Chan Zuckerberg Biohub, San Francisco, CA, USA; Gladstone Institute of Data Science and Biotechnology, San Francisco, CA, USA.
Chan Zuckerberg Biohub, San Francisco, CA, USA; Gladstone Institute of Data Science and Biotechnology, San Francisco, CA, USA; Department of Epidemiology & Biostatistics, University of California, San Francisco, San Francisco, CA, USA.
Cell Syst. 2023 Feb 15;14(2):160-176.e3. doi: 10.1016/j.cels.2022.12.007. Epub 2023 Jan 18.

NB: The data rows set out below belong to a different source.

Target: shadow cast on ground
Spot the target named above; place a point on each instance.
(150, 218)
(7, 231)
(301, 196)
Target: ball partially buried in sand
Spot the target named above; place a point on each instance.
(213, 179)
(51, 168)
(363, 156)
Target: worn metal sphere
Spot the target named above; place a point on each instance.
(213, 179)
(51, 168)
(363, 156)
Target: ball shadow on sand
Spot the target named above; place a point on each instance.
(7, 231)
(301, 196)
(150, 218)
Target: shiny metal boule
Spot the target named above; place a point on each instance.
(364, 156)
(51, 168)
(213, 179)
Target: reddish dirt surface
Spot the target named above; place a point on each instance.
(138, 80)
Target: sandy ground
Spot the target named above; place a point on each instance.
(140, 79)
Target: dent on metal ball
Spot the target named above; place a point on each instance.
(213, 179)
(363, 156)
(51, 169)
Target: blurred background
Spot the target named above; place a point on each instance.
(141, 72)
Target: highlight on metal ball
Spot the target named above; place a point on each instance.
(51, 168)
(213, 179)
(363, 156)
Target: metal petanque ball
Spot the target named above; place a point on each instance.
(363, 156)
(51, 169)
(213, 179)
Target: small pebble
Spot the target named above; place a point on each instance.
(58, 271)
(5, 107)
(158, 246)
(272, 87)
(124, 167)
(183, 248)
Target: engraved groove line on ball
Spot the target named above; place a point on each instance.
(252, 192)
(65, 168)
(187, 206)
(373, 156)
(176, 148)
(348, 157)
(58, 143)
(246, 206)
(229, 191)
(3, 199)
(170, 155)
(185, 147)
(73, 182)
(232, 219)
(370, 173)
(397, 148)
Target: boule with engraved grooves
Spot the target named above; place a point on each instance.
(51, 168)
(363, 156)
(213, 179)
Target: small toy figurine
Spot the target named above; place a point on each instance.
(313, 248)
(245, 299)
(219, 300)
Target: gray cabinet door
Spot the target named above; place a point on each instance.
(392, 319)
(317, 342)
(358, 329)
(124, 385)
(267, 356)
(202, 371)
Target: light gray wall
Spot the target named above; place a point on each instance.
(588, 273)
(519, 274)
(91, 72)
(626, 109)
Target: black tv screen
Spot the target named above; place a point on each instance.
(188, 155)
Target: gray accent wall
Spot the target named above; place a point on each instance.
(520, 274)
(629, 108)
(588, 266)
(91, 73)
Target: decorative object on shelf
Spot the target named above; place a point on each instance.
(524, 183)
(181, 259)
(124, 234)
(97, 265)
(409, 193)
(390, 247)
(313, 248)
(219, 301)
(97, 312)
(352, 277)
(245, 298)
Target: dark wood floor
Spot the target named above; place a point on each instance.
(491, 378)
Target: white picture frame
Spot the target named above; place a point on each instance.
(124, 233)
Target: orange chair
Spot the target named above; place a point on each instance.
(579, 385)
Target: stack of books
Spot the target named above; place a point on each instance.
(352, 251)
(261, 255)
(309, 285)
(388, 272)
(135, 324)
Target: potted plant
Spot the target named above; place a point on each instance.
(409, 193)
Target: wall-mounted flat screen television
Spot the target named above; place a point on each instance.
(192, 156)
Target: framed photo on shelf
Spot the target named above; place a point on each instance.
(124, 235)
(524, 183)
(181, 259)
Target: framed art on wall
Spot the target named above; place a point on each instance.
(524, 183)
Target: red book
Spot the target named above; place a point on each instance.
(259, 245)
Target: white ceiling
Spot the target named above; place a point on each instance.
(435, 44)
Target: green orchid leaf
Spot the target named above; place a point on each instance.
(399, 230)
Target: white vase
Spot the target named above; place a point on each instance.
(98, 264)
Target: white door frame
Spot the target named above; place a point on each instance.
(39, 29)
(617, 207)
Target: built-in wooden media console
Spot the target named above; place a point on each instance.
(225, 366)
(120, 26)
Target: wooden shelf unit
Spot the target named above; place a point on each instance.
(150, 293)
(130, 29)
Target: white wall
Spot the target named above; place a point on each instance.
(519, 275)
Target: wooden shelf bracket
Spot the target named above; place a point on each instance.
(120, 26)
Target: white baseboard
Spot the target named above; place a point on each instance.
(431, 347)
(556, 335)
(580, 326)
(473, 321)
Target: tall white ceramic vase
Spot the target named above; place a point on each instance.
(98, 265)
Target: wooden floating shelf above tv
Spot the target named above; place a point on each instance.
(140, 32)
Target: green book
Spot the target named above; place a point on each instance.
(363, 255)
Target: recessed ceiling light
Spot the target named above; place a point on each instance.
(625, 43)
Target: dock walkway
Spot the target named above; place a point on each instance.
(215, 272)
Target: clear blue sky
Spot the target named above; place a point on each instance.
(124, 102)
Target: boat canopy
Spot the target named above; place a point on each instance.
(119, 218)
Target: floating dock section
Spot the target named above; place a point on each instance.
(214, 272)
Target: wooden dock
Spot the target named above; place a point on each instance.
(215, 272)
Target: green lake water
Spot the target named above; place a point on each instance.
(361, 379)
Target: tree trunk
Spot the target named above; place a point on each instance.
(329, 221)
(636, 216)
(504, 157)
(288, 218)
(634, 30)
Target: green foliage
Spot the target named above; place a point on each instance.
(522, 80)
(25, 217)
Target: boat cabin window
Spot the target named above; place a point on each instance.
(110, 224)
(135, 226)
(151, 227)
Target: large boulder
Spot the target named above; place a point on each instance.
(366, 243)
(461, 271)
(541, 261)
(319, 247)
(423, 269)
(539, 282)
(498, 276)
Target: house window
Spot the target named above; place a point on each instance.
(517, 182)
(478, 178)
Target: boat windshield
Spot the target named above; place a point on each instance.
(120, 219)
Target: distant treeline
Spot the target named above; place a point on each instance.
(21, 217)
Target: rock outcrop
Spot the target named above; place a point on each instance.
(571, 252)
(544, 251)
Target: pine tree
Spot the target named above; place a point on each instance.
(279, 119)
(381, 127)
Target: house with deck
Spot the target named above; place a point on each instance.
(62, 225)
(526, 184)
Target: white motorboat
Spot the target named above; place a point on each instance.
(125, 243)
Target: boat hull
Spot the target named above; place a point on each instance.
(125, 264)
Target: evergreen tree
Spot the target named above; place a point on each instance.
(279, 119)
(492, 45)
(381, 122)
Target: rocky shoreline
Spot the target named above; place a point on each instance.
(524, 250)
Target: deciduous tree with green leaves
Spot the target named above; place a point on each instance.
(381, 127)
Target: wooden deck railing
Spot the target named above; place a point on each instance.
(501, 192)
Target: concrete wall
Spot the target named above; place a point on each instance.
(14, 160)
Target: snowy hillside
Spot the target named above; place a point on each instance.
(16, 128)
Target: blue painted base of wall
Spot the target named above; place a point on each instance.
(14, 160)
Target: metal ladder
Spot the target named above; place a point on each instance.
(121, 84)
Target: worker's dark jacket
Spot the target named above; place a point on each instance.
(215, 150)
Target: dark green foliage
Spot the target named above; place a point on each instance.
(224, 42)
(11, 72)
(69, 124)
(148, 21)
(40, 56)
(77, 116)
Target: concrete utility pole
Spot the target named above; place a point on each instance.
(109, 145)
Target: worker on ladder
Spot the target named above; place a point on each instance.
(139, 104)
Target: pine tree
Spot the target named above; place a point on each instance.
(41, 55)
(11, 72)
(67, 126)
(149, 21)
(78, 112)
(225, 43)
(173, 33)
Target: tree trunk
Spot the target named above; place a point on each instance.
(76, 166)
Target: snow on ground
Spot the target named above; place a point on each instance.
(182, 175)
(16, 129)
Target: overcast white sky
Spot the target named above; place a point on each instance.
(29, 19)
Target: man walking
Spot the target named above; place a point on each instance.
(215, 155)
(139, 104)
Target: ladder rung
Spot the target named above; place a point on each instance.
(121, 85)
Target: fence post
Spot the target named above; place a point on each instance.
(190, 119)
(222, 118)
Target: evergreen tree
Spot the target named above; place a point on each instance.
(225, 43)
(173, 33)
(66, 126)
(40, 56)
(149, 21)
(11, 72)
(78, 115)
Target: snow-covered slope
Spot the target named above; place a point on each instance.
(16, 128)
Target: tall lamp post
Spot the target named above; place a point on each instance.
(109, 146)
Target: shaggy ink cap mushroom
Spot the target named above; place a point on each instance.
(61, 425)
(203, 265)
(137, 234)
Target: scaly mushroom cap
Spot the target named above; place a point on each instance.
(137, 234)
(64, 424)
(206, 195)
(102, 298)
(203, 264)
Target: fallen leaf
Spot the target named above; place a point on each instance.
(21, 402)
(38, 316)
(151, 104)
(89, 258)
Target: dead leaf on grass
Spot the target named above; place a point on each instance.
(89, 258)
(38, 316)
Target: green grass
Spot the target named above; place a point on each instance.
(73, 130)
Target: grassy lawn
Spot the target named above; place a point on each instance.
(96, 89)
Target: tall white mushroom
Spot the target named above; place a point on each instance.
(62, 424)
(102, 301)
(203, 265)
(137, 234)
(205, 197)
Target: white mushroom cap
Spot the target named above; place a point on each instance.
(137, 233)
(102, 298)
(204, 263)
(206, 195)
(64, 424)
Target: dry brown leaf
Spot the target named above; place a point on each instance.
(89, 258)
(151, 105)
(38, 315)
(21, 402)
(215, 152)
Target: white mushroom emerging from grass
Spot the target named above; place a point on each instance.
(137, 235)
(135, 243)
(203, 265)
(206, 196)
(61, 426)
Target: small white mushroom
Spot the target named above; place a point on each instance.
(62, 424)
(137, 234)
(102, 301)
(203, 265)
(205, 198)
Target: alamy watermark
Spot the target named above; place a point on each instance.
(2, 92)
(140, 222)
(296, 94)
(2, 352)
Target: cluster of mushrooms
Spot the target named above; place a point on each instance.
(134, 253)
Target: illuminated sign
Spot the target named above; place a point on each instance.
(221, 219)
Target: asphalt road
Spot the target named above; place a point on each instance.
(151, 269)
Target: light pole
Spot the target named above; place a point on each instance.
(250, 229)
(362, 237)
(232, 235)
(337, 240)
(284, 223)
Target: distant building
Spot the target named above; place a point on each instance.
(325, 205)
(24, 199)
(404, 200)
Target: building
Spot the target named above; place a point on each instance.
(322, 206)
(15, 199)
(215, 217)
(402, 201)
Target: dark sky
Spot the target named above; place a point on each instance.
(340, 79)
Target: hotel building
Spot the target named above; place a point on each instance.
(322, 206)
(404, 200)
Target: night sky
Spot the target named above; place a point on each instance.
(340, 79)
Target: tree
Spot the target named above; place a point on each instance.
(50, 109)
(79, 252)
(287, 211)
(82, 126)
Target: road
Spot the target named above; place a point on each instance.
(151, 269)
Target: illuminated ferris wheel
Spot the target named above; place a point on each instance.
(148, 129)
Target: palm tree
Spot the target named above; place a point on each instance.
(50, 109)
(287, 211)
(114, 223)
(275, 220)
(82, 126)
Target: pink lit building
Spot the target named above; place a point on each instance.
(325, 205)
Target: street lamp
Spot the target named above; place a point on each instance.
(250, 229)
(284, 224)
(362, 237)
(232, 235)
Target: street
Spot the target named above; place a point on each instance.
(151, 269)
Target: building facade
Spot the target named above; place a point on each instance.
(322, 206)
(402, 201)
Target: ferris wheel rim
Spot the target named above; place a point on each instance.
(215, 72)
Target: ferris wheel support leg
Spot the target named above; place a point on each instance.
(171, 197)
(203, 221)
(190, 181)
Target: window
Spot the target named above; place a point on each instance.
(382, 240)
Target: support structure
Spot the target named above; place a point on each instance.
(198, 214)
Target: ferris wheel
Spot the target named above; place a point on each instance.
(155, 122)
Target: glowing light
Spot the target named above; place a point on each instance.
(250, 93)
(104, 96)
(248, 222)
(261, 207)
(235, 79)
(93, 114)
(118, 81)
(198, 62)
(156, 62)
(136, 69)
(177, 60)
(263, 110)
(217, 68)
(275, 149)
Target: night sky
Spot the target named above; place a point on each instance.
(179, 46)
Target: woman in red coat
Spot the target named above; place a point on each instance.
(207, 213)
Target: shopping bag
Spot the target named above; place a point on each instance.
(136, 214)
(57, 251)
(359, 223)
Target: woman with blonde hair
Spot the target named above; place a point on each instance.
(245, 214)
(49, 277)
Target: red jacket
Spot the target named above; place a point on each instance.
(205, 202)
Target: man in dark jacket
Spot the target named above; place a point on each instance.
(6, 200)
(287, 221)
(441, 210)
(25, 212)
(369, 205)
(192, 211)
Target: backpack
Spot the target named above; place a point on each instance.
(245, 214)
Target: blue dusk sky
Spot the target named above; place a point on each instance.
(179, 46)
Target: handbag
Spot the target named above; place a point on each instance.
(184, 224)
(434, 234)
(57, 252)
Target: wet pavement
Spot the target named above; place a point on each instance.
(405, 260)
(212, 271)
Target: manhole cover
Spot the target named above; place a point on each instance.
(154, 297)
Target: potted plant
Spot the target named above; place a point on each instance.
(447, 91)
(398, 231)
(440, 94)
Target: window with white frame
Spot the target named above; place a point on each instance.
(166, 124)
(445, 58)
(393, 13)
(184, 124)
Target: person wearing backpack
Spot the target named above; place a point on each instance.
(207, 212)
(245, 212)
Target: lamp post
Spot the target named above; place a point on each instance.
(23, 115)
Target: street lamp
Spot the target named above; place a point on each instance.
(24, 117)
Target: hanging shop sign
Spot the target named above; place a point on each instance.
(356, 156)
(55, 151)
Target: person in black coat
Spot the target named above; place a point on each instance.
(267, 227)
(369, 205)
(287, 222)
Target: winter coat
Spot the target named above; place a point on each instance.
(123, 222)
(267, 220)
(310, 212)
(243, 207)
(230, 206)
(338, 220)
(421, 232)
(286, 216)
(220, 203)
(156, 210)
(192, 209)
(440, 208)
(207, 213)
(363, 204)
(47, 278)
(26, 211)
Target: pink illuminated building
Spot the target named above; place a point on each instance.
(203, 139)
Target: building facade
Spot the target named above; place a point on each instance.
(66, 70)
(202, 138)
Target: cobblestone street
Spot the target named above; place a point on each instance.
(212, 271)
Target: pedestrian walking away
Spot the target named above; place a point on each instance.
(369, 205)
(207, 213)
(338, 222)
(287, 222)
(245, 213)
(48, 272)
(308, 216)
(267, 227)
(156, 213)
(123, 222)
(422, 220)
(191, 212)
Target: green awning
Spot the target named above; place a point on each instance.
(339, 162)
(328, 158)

Detecting genetic variants in metagenomic data is a priority for understanding the evolution, ecology, and functional characteristics of microbial communities. Many tools that perform this metagenotyping rely on aligning reads of unknown origin to a database of sequences from many species before calling variants. In this synthesis, we investigate how databases of increasingly diverse and closely related species have pushed the limits of current alignment algorithms, thereby degrading the performance of metagenotyping tools. We identify multi-mapping reads as a prevalent source of errors and illustrate a trade-off between retaining correct alignments versus limiting incorrect alignments, many of which map reads to the wrong species. Then we evaluate several actionable mitigation strategies and review emerging methods showing promise to further improve metagenotyping in response to the rapid growth in genome collections. Our results have implications beyond metagenotyping to the many tools in microbial genomics that depend upon accurate read mapping.
在宏基因组数据中检测遗传变异是理解微生物群落的进化、生态和功能特征的首要任务。许多执行这种宏基因分型的工具都依赖于将未知来源的读取与来自多种物种的序列数据库进行比对,然后再调用变体。在这项综合研究中,我们研究了越来越多样化和密切相关的物种数据库如何推动当前比对算法的极限,从而降低宏基因分型工具的性能。我们将多映射读取识别为错误的常见来源,并说明了保留正确比对与限制错误比对之间的权衡,其中许多比对将读取映射到错误的物种。然后,我们评估了几种可行的缓解策略,并回顾了新兴方法,这些方法有望进一步改进宏基因分型,以应对基因组集合的快速增长。我们的研究结果不仅对宏基因分型有影响,而且对微生物基因组学中许多依赖于准确读取映射的工具也有影响。